Roosevelt described “our common difficulties”: “They concern, thank God, only material things. Values have shrunken to fantastic levels; taxes have risen; our ability to pay has fallen; government of all kinds is faced by serious curtailment of income; the means of exchange are frozen in the currents of trade; the withered leaves of industrial enterprise lie on every side; farmers find no markets for their produce; the savings of many years in thousands of families are gone. More important, a host of unemployed citizens face the grim problem of existence, and an equally great number toil with little return. Only a foolish optimist can deny the dark realities of the moment.”

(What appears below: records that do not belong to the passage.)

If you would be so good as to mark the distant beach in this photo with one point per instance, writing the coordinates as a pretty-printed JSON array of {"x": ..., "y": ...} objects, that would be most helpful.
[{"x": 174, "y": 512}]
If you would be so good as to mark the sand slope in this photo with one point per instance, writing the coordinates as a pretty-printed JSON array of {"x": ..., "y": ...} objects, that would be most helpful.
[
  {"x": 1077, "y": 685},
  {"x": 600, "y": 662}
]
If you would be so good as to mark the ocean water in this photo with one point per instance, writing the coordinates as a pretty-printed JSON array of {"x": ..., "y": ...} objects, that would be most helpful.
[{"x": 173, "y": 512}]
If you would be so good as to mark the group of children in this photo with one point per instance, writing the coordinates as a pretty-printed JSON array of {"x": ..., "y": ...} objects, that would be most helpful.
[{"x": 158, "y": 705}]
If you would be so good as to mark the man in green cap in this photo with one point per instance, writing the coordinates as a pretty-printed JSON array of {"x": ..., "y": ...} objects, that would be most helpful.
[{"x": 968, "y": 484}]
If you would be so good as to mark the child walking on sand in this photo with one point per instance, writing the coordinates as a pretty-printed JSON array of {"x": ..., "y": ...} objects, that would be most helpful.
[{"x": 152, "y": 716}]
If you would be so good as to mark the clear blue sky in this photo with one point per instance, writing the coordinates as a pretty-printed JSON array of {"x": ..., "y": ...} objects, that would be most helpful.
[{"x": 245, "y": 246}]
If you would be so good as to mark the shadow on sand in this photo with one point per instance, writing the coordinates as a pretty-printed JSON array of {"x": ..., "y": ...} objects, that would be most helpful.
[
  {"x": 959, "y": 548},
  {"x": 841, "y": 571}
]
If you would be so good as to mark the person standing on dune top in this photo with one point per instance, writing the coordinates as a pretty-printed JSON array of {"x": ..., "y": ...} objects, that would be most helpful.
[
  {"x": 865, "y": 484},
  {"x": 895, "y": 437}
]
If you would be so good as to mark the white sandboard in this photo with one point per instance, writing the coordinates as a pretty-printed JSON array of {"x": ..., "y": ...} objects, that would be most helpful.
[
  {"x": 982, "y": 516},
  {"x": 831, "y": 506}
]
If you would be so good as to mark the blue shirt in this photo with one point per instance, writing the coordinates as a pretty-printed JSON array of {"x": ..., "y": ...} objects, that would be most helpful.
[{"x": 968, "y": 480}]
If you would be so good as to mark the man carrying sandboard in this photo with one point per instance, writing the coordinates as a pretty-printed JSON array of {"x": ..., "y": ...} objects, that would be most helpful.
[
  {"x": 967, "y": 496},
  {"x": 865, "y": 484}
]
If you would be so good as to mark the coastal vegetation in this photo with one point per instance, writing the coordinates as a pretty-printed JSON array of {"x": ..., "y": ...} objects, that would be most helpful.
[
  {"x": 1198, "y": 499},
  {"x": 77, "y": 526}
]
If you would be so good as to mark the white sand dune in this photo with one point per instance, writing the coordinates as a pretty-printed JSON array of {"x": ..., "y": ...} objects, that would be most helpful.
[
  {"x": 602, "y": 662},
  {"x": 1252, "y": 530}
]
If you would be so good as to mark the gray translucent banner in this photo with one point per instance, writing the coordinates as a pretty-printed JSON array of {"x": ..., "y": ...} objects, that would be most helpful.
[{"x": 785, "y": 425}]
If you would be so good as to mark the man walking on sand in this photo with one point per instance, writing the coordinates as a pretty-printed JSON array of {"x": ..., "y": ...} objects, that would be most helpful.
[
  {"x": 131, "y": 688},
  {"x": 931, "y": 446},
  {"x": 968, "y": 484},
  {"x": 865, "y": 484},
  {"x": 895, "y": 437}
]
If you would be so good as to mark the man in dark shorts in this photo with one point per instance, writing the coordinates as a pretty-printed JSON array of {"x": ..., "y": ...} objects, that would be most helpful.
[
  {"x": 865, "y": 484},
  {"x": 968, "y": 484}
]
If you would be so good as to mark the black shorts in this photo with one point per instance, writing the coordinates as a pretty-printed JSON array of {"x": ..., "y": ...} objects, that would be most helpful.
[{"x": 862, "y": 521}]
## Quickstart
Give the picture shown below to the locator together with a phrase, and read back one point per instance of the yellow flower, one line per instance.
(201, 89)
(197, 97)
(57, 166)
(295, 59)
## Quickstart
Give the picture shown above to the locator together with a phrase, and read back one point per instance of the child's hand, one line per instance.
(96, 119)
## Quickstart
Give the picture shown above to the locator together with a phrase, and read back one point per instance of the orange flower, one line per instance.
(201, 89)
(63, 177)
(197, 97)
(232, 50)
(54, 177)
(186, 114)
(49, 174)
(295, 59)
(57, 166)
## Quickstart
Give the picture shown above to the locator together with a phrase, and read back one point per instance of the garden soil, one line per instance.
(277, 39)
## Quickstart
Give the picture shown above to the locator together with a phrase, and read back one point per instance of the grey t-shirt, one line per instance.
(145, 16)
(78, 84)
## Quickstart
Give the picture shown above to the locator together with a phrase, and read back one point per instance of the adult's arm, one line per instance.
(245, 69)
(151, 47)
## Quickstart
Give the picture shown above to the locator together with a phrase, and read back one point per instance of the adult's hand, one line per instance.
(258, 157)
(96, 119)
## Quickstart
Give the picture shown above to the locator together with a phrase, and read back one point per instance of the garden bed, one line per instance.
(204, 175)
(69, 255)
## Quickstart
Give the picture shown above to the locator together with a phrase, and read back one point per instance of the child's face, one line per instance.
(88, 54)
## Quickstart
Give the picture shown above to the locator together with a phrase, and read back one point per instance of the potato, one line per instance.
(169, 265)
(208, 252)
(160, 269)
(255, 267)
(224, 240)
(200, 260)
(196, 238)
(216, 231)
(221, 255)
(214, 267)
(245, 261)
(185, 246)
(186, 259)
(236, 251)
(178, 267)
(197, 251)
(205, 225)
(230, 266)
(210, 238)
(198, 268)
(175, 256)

He went on: “If I read the temper of our people correctly, we now realize as we have never realized before our interdependence on each other; that we cannot merely take but we must give as well; that if we are to go forward, we must move as a trained and loyal army willing to sacrifice for the good of a common discipline, because without such discipline no progress is made, no leadership becomes effective. We are, I know, ready and willing to submit our lives and property to such discipline, because it makes possible a leadership which aims at a larger good. This I propose to offer, pledging that the larger purposes will bind upon us all as a sacred obligation with a unity of duty hitherto evoked only in time of armed strife.

With this pledge taken, I assume unhesitatingly the leadership of this great army of our people dedicated to a disciplined attack upon our common problems.”

Amidst all the eloquence, it was the words in the opening of the address that would ring down through history: “The only thing we have to fear is fear itself.”